Intercept       -2.823671        0.873096      -3.23      0.0012
income           0.000561        0.347684       0.00      0.9987
age              0.148701        0.040984       3.63      0.0003
male             0.257911        0.125608       2.05      0.0400

Top

3.4 Binary Probit in LIMDEP (Probit\$)

The LIMDEP Probit\$ command estimates various probit models. Do not forget to include the ONE for the intercept.

PROBIT;
Lhs=owncar;
Rhs=ONE,income,age,male\$

Normal exit from iterations. Exit status=0.

+---------------------------------------------+
| Binomial Probit Model                       |
| Maximum Likelihood Estimates                |
| Model estimated: Sep 17, 2005 at 10:28:56PM.|
| Dependent variable               OWNCAR     |
| Weighting variable                 None     |
| Number of observations              437     |
| Iterations completed                  4     |
| Log likelihood function       -273.8174     |
| Restricted log likelihood     -282.9651     |
| Chi squared                    18.29542     |
| Degrees of freedom                    3     |
| Prob[ChiSqd > value] =         .3822542E-03 |
| Hosmer-Lemeshow chi-squared =   8.18372     |
| P-value=  .41573 with deg.fr. =       8     |
+---------------------------------------------+
+---------+--------------+----------------+--------+---------+----------+
|Variable | Coefficient  | Standard Error |b/St.Er.|P[|Z|>z] | Mean of X|
+---------+--------------+----------------+--------+---------+----------+
Index function for probability
Constant    -2.823670829       .87309548   -3.234   .0012
INCOME    .5612515407E-03      .34768423     .002   .9987     .61683982
AGE          .1487005234   .40983697E-01    3.628   .0003     20.691076
MALE         .2579111914       .12560848    2.053   .0400     .57208238
(Note: E+nn or E-nn means multiply by 10 to + or -nn power.)

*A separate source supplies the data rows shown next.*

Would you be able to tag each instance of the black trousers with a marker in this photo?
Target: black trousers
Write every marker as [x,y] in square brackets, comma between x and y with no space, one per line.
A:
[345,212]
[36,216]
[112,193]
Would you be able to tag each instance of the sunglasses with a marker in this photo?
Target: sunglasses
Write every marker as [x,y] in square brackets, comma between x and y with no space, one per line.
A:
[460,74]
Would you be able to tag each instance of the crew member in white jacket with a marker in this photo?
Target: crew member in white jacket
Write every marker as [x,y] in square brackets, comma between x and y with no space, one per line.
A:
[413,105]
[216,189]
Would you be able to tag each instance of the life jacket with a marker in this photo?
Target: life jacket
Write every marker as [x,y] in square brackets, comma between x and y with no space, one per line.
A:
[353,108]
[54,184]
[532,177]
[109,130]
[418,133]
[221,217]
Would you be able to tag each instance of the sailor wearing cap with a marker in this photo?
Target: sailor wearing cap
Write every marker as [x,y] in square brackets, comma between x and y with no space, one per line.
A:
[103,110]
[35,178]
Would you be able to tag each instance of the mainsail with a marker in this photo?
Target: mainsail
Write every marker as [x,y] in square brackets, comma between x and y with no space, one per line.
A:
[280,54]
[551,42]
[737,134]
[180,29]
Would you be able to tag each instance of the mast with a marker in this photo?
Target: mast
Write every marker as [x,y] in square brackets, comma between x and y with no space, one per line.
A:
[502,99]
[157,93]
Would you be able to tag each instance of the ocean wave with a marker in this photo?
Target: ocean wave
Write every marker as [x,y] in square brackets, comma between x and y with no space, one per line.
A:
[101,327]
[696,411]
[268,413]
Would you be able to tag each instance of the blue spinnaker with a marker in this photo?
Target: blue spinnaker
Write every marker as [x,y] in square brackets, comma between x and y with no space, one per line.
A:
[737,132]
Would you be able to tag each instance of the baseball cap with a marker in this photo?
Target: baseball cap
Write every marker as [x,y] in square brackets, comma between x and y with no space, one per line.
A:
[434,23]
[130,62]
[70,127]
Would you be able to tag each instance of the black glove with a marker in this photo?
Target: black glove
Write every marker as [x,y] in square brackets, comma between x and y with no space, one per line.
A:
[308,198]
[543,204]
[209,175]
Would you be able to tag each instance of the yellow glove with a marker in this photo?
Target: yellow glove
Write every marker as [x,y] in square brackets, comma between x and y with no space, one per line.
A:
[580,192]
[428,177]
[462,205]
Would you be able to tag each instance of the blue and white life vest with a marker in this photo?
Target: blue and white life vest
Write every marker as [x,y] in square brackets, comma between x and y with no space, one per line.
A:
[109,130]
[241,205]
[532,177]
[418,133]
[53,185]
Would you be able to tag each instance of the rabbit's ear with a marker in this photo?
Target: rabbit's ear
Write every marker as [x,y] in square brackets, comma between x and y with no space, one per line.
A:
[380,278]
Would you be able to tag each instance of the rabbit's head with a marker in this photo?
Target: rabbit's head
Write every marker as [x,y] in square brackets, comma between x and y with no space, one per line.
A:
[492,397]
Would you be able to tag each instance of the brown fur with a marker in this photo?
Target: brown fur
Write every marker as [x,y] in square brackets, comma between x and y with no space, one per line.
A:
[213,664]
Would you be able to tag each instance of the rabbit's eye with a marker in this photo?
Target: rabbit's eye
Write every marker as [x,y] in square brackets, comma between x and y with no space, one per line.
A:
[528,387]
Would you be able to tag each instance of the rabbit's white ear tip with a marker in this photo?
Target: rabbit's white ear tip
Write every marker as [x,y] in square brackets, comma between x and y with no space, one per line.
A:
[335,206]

+----------------------------------------+
| Fit Measures for Binomial Choice Model |
| Probit   model for variable OWNCAR     |
+----------------------------------------+
| Proportions P0= .350114   P1= .649886  |
| N =     437 N0=     153   N1=     284  |
| LogL =  -273.81741 LogL0 =  -282.9651  |
| Estrella = 1-(L/L0)^(-2L0/n) = .04166  |
+----------------------------------------+
|     Efron |  McFadden  |  Ben./Lerman  |
|    .03984 |    .03233  |       .56327  |
|    Cramer | Veall/Zim. |     Rsqrd_ML  |
|    .04016 |    .07121  |       .04100  |
+----------------------------------------+
| Information  Akaike I.C. Schwarz I.C.  |
| Criteria        1.27148     571.95456  |
+----------------------------------------+
Frequencies of actual & predicted outcomes
Predicted outcome has maximum probability.
Threshold value for predicting Y=1 = .5000
Predicted
------  ----------  +  -----
Actual      0    1  |  Total
------  ----------  +  -----
0         5  148  |    153
1         8  276  |    284
------  ----------  +  -----
Total      13  424  |    437

3.5 Binary Probit in SPSS

SPSS has the Probit command to fit the binary probit model. This command requires a variable (e.g., n in the following example) with constant 1.

COMPUTE n=1. PROBIT owncar OF n WITH income age male
/LOG NONE /MODEL PROBIT
/PRINT FREQ /CRITERIA ITERATE(20) STEPLIMIT(.1).